Extra | Cakra's Story 8

9 2 0
                                    

8

Helios mengerjap beberapa kali. "Kaukah itu?"

"Ya."

Helios mencoba bangkit dan bersusah payah untuk duduk. Ia menerima roti pemberian Cakra dengan kedua tangannya yang tak lagi terikat, karena Cakra melepaskannya. Mereka duduk berhadap-hadapan. Cakra menunggu Helios mengabiskan rotinya, lalu mereka berbincang.

Cakra bersandar pada dinding di sebelah Helios. "Panji sudah tiada."

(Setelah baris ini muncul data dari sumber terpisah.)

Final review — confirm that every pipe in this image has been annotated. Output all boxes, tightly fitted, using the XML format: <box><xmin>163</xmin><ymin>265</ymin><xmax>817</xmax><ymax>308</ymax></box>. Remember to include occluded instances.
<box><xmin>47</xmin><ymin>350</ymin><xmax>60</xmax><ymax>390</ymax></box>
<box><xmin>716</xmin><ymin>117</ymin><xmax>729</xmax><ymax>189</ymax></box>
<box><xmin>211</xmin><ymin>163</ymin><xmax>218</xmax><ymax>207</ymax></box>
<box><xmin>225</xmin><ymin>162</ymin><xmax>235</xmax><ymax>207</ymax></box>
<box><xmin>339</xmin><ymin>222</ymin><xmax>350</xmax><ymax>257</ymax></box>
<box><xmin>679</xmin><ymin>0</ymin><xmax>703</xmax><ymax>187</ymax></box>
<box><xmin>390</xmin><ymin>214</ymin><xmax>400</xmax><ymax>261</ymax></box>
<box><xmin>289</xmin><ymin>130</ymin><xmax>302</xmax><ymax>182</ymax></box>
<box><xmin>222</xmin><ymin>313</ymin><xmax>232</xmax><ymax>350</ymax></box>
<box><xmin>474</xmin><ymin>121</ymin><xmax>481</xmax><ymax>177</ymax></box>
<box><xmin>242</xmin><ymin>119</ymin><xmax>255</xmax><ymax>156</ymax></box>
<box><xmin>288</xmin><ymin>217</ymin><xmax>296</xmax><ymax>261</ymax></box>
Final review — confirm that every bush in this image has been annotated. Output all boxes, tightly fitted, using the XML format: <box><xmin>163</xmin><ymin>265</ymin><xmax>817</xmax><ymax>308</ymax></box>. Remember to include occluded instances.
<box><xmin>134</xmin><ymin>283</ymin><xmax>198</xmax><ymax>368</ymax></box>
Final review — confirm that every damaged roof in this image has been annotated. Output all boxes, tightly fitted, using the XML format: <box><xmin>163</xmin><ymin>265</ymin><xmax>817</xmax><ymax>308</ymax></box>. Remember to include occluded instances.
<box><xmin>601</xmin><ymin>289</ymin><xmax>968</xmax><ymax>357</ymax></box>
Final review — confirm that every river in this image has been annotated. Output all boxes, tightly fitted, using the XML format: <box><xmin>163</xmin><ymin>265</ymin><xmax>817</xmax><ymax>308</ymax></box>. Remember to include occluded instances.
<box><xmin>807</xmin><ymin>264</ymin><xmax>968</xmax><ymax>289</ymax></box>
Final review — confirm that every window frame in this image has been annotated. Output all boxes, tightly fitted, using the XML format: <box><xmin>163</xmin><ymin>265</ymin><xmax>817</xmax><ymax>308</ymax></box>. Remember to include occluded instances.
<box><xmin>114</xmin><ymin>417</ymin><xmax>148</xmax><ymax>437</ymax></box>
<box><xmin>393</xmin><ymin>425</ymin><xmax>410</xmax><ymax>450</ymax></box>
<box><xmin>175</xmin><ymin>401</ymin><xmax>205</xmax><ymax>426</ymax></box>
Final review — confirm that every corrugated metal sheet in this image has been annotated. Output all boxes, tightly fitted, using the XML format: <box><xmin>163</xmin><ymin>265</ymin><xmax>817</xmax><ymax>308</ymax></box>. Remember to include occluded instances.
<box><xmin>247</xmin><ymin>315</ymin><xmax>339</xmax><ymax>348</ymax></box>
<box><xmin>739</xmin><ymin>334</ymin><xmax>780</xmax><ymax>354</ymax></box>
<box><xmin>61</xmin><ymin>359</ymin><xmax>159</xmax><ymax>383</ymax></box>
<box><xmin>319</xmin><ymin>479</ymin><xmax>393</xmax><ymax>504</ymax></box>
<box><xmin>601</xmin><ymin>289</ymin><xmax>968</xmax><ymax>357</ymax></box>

Ketika mendengarnya, Helios terkejut. Ia segera menoleh pada Cakra dan Cakra hanya membalasnya dengan senyum. "Tidak perlu kaget begitu. Kita semua tahu Panji tidak akan bertahan lama. Ia mungkin pulih, tapi dikurung satu rumah dengan Ayahku? Itu sama saja mati dengan perlahan."

"Apa yang dilakukannya?" desak Helios.

"Kerusuhan di Sekolah Keperawatan."

Helios bergeming. "Jadi, dia dibawa oleh diktator itu?"

"Anak buahnya," Cakra memperbaiki. "Operasinya berhasil, Helios. Dia selamat. Aku diperbolehkan mengunjunginya beberapa kali. Tapi satu tahun belakangan, aku hanya boleh menjenguknya sekali dalama sebulan. Itupun Panji sudah sangat kurus, lemah, kakinya lumpuh, wajahnya kehilangan cahayanya, dan Panji sudah...sekarat."

Saat mengatakan kata-kata menyakitkan itu, Cakra tidak menangis. Anak laki-laki itu juga tidak mengerti kenapa ia tidak menangis.

"Yah, kurasa, tak lama lagi aku akan bertemu dengan Panji," kata Helios, memecah keheningan.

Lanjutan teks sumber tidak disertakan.